Coincidence? Walter von Känel, 81, for decades Longines’ emblematic CEO, a colonel of the Swiss army, a military history buff, known to many as “The Boss”, was made an Honorary Citizen of Saint-Imier on September 15, 2022 – one hundred and fifty years to the day after the foundation, in the same street, of the antiauthoritarian International, on September 15, 1872. There’s no escaping History.

NOTE Unless otherwise stated, all quotes are from Florian Eitel’s book and have been translated from the French. Mr Eitel was also the historical consultant for Unrueh.

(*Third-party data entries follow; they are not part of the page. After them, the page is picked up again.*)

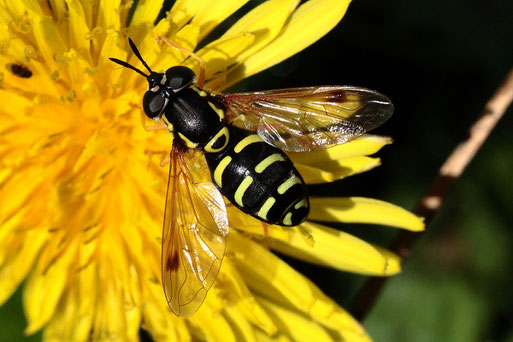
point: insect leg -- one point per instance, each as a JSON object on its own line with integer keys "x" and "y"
{"x": 156, "y": 127}
{"x": 201, "y": 78}
{"x": 164, "y": 161}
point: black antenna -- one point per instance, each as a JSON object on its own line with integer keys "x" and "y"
{"x": 134, "y": 49}
{"x": 126, "y": 65}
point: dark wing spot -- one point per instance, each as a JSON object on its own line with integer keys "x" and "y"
{"x": 19, "y": 70}
{"x": 172, "y": 262}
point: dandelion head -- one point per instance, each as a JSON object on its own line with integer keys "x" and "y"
{"x": 82, "y": 192}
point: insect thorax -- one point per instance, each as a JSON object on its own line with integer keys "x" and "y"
{"x": 197, "y": 121}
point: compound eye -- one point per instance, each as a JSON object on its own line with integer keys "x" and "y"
{"x": 179, "y": 77}
{"x": 153, "y": 104}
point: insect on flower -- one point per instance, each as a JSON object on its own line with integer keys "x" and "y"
{"x": 237, "y": 142}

Further reading: Le Vallon horloger et ses anarchistes, Florian Eitel. Published in Intervalles, No 123, Autumn 2022. Free to download in French and German at www.intervalles.ch.


UNRUEH (Unrest) Cyril Schäublin

Unrueh is the second film from Swiss director Cyril Schäublin. Many of the women in Schäublin’s family, including his grandmother, were employed in the watch industry. The film he wrote and directed is a tribute to them. Unrueh is about “their work and the time they spent in factories.” It is also the story of “the watchmakers’ union, of anarchist allegiance, in the nineteenth century.”

A film of great formal beauty – Schäublin has a very personal sense of framing and pace – the film describes with empathy the life of watch workers and anarchist circles in the 1870s and narrates the encounter between Joséphine Gräbli, a young worker who assembles balance wheels, and Pyotr Kropotkin, a Russian writer, philosopher, traveller and cartographer who is converted to anarchist thinking during his stay in the valley and Saint-Imier.

Unrueh won the Best Director award in the Encounters section at the 2022 Berlin Film.